Fluency: pushing the pedals first for any movement and then smoother and faster movement. Holding handlebars straight and then turning them to change direction.
Generalization: being able to ride the trike not just in the kitchen, but the living room and rec room and at Nana's house. (It's too darn cold and snowy to test generalization outside yet.)
Maintenance: riding the tricycle all over the place without thinking precisely about how she's moving her hands and feet.
Principle of Parsimony
The simplest explanation is usually the correct one, unless there is evidence to the contrary. In other words, if you're sitting at a horse ranch and hear hoof beats, don't assume there's a zebra coming.

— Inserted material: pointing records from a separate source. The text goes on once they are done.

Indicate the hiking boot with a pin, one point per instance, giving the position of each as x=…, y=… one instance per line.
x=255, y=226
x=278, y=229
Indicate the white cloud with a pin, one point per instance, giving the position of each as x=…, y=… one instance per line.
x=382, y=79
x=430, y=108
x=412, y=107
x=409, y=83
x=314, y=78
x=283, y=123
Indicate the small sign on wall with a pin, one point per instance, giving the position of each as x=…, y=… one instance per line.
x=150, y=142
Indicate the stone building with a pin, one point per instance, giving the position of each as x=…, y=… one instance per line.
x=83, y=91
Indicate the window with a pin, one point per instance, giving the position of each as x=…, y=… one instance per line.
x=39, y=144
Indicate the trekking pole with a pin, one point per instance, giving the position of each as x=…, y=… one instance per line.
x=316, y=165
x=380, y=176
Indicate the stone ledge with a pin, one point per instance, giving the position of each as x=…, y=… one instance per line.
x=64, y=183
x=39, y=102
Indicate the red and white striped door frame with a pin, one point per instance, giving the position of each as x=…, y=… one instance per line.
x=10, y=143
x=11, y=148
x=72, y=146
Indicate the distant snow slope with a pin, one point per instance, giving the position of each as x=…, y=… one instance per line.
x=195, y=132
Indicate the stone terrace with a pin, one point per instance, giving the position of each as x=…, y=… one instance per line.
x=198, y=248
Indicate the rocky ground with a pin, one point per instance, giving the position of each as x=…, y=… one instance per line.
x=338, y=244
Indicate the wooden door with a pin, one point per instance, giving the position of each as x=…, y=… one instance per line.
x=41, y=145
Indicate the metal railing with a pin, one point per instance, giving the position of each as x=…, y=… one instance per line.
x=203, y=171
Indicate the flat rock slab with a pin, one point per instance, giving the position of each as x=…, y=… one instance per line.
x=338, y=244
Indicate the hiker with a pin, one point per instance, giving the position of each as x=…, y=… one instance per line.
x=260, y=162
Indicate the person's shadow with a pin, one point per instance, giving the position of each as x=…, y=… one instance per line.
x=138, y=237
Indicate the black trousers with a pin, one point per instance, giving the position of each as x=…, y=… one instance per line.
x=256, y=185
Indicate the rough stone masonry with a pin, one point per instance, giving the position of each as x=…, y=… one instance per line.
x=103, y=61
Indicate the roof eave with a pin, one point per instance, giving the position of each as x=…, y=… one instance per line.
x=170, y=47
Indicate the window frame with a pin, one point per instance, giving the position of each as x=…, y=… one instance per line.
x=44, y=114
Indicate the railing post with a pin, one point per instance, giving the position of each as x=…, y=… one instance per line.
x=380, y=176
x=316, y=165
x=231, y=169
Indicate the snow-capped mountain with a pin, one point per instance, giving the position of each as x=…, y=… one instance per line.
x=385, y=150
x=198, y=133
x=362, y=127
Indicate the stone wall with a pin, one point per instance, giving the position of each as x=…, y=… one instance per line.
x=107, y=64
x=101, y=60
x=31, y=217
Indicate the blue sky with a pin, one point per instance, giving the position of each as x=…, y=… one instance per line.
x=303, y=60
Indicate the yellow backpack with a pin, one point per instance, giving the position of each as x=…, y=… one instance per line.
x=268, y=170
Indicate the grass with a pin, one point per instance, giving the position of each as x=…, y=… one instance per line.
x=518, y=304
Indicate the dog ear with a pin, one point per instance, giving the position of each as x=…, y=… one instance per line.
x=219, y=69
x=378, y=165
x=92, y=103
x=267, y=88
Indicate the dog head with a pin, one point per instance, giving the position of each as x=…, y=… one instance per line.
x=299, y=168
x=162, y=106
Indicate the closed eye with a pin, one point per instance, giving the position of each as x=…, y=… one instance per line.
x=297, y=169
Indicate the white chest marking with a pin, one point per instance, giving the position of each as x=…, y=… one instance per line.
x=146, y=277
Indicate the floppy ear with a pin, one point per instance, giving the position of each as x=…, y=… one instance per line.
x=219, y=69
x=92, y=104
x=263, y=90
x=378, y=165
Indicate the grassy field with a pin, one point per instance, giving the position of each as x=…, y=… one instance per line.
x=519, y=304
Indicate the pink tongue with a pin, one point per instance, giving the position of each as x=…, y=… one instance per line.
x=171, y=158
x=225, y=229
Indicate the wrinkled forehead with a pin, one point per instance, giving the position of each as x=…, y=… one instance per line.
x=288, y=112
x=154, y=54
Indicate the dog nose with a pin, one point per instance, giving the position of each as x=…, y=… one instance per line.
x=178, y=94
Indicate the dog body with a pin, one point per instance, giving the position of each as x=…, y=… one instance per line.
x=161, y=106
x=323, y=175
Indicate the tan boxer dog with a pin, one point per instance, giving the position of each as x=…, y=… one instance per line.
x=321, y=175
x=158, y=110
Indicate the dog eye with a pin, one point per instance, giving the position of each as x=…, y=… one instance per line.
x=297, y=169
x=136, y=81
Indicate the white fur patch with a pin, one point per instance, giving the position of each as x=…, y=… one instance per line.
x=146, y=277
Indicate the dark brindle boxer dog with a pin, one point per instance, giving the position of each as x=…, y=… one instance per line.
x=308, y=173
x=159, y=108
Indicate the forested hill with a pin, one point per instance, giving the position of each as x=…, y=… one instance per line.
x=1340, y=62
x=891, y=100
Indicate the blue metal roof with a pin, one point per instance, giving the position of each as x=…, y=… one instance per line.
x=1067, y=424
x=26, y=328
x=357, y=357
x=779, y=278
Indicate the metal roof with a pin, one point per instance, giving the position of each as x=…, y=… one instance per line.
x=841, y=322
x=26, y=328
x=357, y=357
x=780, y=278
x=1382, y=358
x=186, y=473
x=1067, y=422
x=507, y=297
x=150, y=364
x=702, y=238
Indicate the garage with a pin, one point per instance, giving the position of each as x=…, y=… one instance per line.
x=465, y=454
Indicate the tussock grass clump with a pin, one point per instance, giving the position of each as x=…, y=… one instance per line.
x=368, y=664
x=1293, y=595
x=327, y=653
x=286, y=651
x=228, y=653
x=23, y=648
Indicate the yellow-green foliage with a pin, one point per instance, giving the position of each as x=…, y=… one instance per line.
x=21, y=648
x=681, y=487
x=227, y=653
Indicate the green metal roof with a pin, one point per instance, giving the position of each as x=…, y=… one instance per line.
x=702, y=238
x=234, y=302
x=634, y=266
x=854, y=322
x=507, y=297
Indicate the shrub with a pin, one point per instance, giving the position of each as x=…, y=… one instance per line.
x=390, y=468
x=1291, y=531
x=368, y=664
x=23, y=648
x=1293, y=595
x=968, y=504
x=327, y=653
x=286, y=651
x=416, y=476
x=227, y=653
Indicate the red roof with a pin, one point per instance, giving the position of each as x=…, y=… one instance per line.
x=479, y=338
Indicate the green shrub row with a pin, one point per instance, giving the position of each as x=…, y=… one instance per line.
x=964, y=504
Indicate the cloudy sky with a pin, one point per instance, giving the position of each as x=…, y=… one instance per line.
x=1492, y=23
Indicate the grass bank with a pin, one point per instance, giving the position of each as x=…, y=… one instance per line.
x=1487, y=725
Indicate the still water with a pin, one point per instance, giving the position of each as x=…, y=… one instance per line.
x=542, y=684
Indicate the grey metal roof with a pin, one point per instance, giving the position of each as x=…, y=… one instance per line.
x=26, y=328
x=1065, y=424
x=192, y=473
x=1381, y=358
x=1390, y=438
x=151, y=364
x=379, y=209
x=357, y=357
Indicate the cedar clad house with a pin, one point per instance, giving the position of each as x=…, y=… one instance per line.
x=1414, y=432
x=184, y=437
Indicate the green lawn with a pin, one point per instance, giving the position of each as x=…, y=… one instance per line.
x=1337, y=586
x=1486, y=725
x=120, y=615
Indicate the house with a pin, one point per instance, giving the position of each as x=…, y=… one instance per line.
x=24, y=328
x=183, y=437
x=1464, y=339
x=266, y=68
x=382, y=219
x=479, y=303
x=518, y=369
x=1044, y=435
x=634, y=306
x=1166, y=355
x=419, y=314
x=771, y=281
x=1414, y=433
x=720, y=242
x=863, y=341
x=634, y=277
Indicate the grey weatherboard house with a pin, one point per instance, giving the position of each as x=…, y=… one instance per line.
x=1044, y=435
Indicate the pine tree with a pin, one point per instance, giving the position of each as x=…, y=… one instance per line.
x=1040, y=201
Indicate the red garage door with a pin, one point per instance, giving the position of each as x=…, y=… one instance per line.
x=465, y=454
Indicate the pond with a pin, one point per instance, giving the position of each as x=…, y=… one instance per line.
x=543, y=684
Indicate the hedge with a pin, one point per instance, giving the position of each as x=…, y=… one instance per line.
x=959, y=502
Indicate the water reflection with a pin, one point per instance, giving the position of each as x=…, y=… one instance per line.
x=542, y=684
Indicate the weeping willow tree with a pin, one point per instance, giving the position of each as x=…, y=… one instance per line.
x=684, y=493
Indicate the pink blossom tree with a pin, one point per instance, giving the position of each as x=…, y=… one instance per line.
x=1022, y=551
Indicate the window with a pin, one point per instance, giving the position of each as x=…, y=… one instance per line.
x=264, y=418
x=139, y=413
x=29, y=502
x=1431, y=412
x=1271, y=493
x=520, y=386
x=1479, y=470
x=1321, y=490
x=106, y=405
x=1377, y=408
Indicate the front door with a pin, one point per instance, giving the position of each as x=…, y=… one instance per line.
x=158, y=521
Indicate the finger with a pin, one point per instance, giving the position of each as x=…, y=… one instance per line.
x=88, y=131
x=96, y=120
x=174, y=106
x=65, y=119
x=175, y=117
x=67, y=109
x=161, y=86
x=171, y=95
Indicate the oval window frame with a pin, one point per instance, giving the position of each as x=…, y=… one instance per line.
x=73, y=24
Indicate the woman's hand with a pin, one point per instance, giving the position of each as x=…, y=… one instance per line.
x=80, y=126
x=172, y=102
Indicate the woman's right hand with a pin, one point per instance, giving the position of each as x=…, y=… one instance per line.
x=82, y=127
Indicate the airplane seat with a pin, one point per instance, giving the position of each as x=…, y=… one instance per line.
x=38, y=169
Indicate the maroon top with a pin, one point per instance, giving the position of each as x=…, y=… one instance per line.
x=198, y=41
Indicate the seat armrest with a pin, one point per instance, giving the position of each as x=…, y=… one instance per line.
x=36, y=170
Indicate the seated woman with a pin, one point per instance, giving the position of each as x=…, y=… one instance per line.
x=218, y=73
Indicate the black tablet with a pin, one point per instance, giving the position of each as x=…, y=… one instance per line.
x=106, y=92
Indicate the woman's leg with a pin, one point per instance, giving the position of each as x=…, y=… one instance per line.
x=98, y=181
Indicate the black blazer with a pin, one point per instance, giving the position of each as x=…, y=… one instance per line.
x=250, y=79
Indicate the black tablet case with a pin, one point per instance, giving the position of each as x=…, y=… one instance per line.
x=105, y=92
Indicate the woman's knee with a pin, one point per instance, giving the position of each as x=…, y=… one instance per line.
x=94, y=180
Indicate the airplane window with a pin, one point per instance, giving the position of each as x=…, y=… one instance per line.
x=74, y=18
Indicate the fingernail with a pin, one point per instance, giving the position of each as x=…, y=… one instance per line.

Cousteau started drooling for no apparent reason. The first time it happened I checked in his mouth to see if there was anything caught there. This is a logical and simple explanation of the behavior. I didn't see anything, but noticed a broken tooth. He stopped drooling for awhile and then started it up again. Even though the tooth didn't appear to bother him during a couple of exams by some dog savvy friends, my vet, and myself, I decided that must be the problem and scheduled a removal. This is logical, but not a simple explanation. Three weeks after the removal he drooled again. This time I realized each previous episode was when he was around a female in heat and drooling is a common event for males when a female is in heat. A simple and logical explanation for the behavior and ultimate the correct one since I've now noticed he only drools in the presence of a female in heat.
Bug has been very cranky lately. I had begun to wonder if she had some sort of illness that didn't physically manifest itself as a fever, rash, or intestinal distress, but caused a change in her behavior. This is not a simple, nor especially logical explanation given the facts I have. She was just horrible at flyball last night – refusing to sit down or cooperate with me even in the simplest requests. I commented on the behavior change to a teammate who is also a nurse working up to asking her if she'd ever heard of such a disease. She told me her son went through the same thing at that age. Then we got home and discovered Bug had horrible diaper rash. Age-appropriate behavior and obvious physical discomfort are two simple and logical explanations of the behavior. (Diaper rash is cleared up today and she's much happier.)